Users can also track cases from 2016 and 2018, and reinterviews from
2020 with the variable samptype
.
data("gss_panel20")
gss_panel20
#> # A tibble: 5,215 × 4,296
#> samptype yearid fileversion panstat wtssall_1a wtssall_1b wtssall_2
#> <dbl+lbl> <chr> <chr> <dbl+l> <dbl> <dbl> <dbl>
#> 1 2016 [sample from… 20160… GSS 2020 P… 1 [sel… 0.957 NA 1.09
#> 2 2016 [sample from… 20160… GSS 2020 P… 1 [sel… 0.478 NA 0.543
#> 3 2016 [sample from… 20160… GSS 2020 P… 0 [not… 0.957 NA NA
#> 4 2016 [sample from… 20160… GSS 2020 P… 1 [sel… 1.91 NA 2.17
#> 5 2016 [sample from… 20160… GSS 2020 P… 0 [not… 1.44 NA NA
#> 6 2016 [sample from… 20160… GSS 2020 P… 2 [sel… 0.957 NA NA
#> 7 2016 [sample from… 20160… GSS 2020 P… 0 [not… 1.44 NA NA
#> 8 2016 [sample from… 20160… GSS 2020 P… 1 [sel… 0.957 NA 1.09
#> 9 2016 [sample from… 20160… GSS 2020 P… 1 [sel… 0.957 NA 1.09
#> 10 2016 [sample from… 20160… GSS 2020 P… 0 [not… 0.957 NA NA
#> # ℹ 5,205 more rows
#> # ℹ 4,289 more variables: wtssnr_1a <dbl>, wtssnr_1b <dbl>, wtssnr_2 <dbl>,
#> # vstrat_1a <dbl>, vstrat_1b <dbl>, vstrat_2 <dbl>, vpsu_1a <dbl>,
#> # vpsu_1b <dbl>, vpsu_2 <dbl>, year_1a <int>, year_1b <int>, year_2 <int>,
#> # id_1a <dbl>, id_1b <dbl>, id_2 <dbl>, mar1_1a <dbl+lbl>, mar2_1a <dbl+lbl>,
#> # mar3_1a <dbl+lbl>, mar4_1a <dbl+lbl>, mar5_1a <dbl+lbl>, mar6_1a <dbl+lbl>,
#> # mar7_1a <dbl+lbl>, mar8_1a <dbl+lbl>, mar9_1a <dbl+lbl>, …

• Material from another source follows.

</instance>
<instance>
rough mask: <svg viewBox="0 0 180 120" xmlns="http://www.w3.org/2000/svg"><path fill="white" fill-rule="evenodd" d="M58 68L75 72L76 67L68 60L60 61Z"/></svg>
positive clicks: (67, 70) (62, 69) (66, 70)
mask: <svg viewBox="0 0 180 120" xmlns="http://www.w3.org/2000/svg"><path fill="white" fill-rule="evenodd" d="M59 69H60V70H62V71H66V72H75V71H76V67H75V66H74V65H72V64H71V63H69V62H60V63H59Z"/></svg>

Unlike the other panels, these data are provided in wide format. Users are strongly encouraged to read the official documentation at the NORC website.

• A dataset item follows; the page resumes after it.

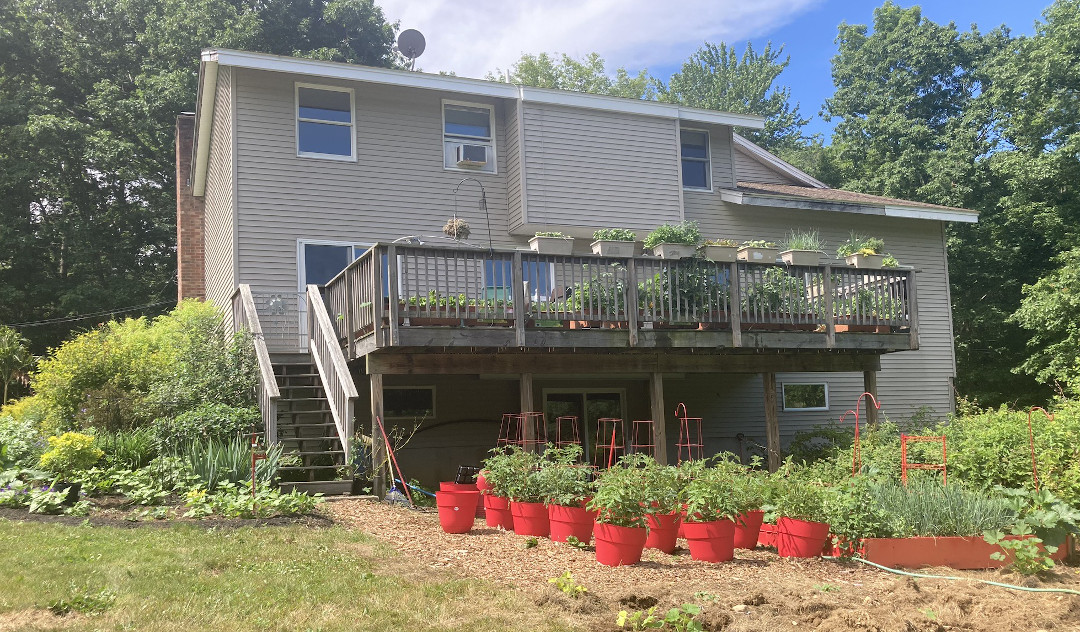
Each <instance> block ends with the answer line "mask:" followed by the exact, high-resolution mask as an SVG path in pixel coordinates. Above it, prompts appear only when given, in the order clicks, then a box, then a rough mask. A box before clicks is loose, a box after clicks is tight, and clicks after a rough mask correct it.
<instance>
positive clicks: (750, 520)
mask: <svg viewBox="0 0 1080 632" xmlns="http://www.w3.org/2000/svg"><path fill="white" fill-rule="evenodd" d="M764 519H765V512H764V511H761V510H757V511H747V512H746V513H742V514H740V515H739V519H738V520H735V549H753V548H755V547H757V540H758V538H759V537H760V534H761V520H764Z"/></svg>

The GSS administrators have released a Methodological Primer along with the Documentation and Codebook for the 2021 survey that users should read carefully in connection with the effects of COVID-19 on data collection for the GSS.
The Primer notes:
Since its inception, the GSS has conducted data collection via in-person interviews as its primary mode of data collection. The pandemic forced the GSS to change this design, moving from in-person to address- based sampling and a push-to-web methodology, with the bulk of the interview conducted online via a self- administered questionnaire.
In addition,
We recommend our users include the one of the following statements when reporting on the GSS 2021 Cross-section data: Total Survey Error Summary Perspective for the 2021 GSS Cross-section: Changes in opinions, attitudes, and behaviors observed in 2021 relative to historical trends may be due to actual change in concept over time and/or may have resulted from methodological changes made to the survey methodology during the COVID-19 global pandemic.
And,
Suggested Statement to Include in Articles and Reports That Use GSS Data: To safeguard the health of staff and respondents during the COVID-19 pandemic, the 2021 GSS data collection used a mail-to-web methodology instead of its traditional in-person interviews. Research and interpretation done using the data should take extra care to ensure the analysis reflects actual changes in public opinion and is not unduly influenced by the change in data collection methods. For more information on the 2021 GSS methodology and its implications, please visit https://gss.norc.org/Get-The-Data
The package is documented at http://kjhealy.github.io/gssr/. The GSS
homepage is at http://gss.norc.org/. While the gssr
package
incorporates the publicly-available GSS cumulative data file, this
package is not associated with or endorsed by the National Opinion
Research Center or the General Social Survey.